Wednesday, August 14, 2013

Death of the Bookstore? Not Really

There is a letter in the NY Times bemoaning the death of the bookstore. The writer notes: 

I was an independent bookseller in the early 1990s during the rise of the book “superstore,” so the showrooming phenomenon was nothing new to me. When a superstore moved nearby, customers started “shopping” in our store, browsing, seeking advice, then leaving without making a purchase. Suspicious, we started following them on their beeline to Barnes & Noble, where they inevitably bought the book we had recommended at a discount we couldn’t afford to give. Dispirited, we closed our store. Now Barnes & Noble and all brick-and-mortar bookstores face the same circumstance.Your local bookstore can’t survive as a showroom. The Justice Department apparently wants you to have cheap book prices above all else. But isn’t there a bigger picture? We vote at the polls, but also with our wallets. What is the value of the best book you’ve ever read? Can you even put a price on it?

Creative Destruction. It happens all the time. Welcome to the free market. People are still buying books, some are getting them free. I have posted a few draft books on the web and am amazed how they get found and downloaded. My one on Obesity and Type 2 Diabetes has been downloaded tens of thousands of times. Is it worth publishing and monetizing? Not for me. Like Paine who profited naught from his publications I felt that getting ideas out there was important. It worked, as small and isolated as the island of ideas is the system now works.

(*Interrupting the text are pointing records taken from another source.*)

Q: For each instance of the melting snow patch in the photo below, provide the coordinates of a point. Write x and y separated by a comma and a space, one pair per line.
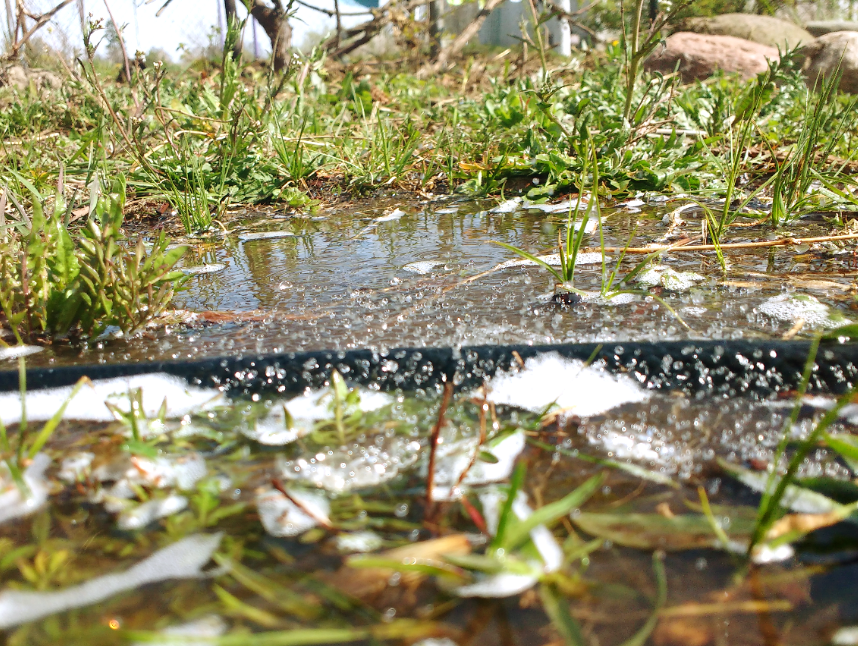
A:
17, 351
209, 626
14, 503
421, 267
791, 307
669, 278
589, 258
304, 411
358, 542
266, 235
394, 215
183, 559
141, 515
204, 269
507, 207
282, 517
355, 466
570, 384
454, 458
88, 404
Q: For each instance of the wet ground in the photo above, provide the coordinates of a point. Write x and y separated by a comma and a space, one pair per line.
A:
617, 516
400, 275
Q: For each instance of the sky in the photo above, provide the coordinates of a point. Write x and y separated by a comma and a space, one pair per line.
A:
183, 22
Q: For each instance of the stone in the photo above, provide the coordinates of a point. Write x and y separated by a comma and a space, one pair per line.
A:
699, 56
823, 55
765, 30
822, 27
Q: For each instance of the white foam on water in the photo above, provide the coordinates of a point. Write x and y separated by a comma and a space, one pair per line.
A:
183, 559
203, 269
138, 516
422, 266
553, 259
358, 542
452, 460
509, 206
791, 307
88, 404
306, 410
394, 215
282, 517
669, 278
209, 626
17, 351
16, 504
570, 384
354, 466
266, 235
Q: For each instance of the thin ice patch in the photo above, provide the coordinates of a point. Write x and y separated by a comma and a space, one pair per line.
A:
354, 466
16, 504
266, 235
204, 269
669, 278
452, 460
88, 404
421, 267
138, 516
282, 517
792, 307
358, 542
17, 351
194, 632
183, 559
570, 384
509, 206
304, 411
587, 258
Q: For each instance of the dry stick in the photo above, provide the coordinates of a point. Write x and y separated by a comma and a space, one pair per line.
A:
41, 21
783, 242
433, 448
459, 43
324, 522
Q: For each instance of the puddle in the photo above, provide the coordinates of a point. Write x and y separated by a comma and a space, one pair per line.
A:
401, 274
231, 534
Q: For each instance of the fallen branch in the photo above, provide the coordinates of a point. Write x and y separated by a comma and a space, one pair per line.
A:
444, 56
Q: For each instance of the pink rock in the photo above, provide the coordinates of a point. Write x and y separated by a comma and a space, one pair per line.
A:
700, 55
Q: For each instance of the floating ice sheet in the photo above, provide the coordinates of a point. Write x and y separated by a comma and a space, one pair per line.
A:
191, 632
88, 404
183, 559
792, 307
305, 410
204, 269
587, 258
17, 351
266, 235
422, 266
669, 278
282, 517
13, 502
570, 384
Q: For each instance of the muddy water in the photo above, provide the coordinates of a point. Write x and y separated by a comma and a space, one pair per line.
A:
342, 279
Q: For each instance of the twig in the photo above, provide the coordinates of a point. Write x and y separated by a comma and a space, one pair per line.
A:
433, 447
324, 522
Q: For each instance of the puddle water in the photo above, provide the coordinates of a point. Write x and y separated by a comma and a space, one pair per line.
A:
358, 278
559, 504
215, 517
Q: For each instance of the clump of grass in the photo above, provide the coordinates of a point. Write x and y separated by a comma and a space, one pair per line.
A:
57, 281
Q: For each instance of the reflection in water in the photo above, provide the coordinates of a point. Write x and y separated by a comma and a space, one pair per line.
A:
348, 281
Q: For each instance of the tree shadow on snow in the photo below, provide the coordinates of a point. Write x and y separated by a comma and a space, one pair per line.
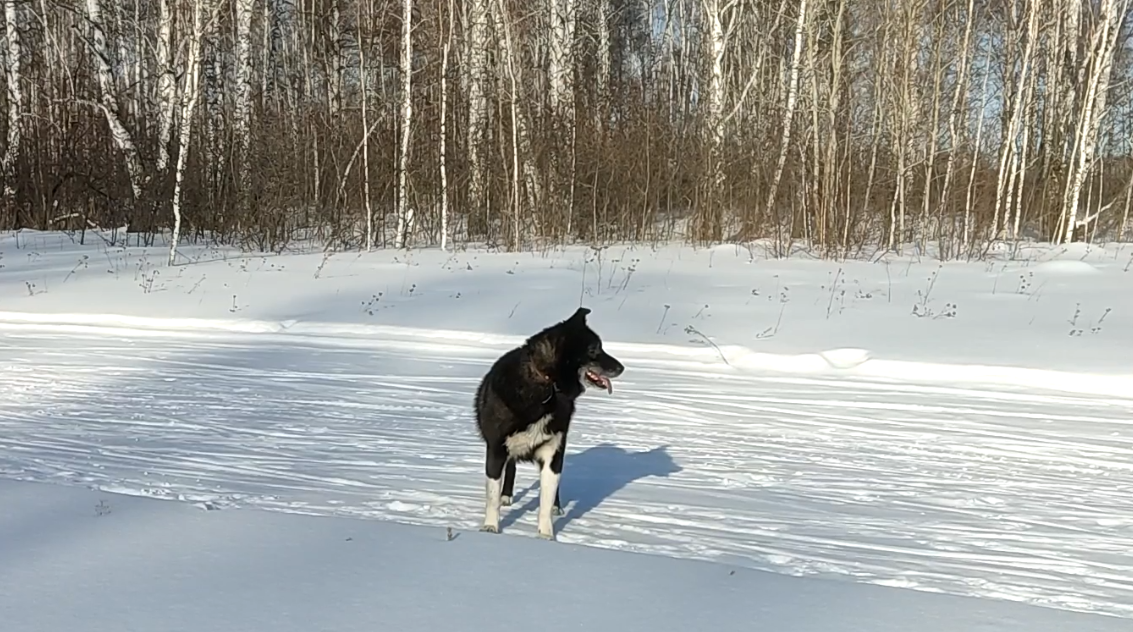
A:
590, 477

Back to bookstores. I love old used book stores, they harbor ideas oftentimes forgotten. One can stroll and for a reasonable price get a new light on old thoughts. My Amazon purchases are more targeted for professional purposes. But the old style bookstore may have become a thing of the past if it fails to reinvent itself. The complaints of the letter will fall upon deaf ears, things change, and the writers allusion to more Government control is both uncalled for an ineffective.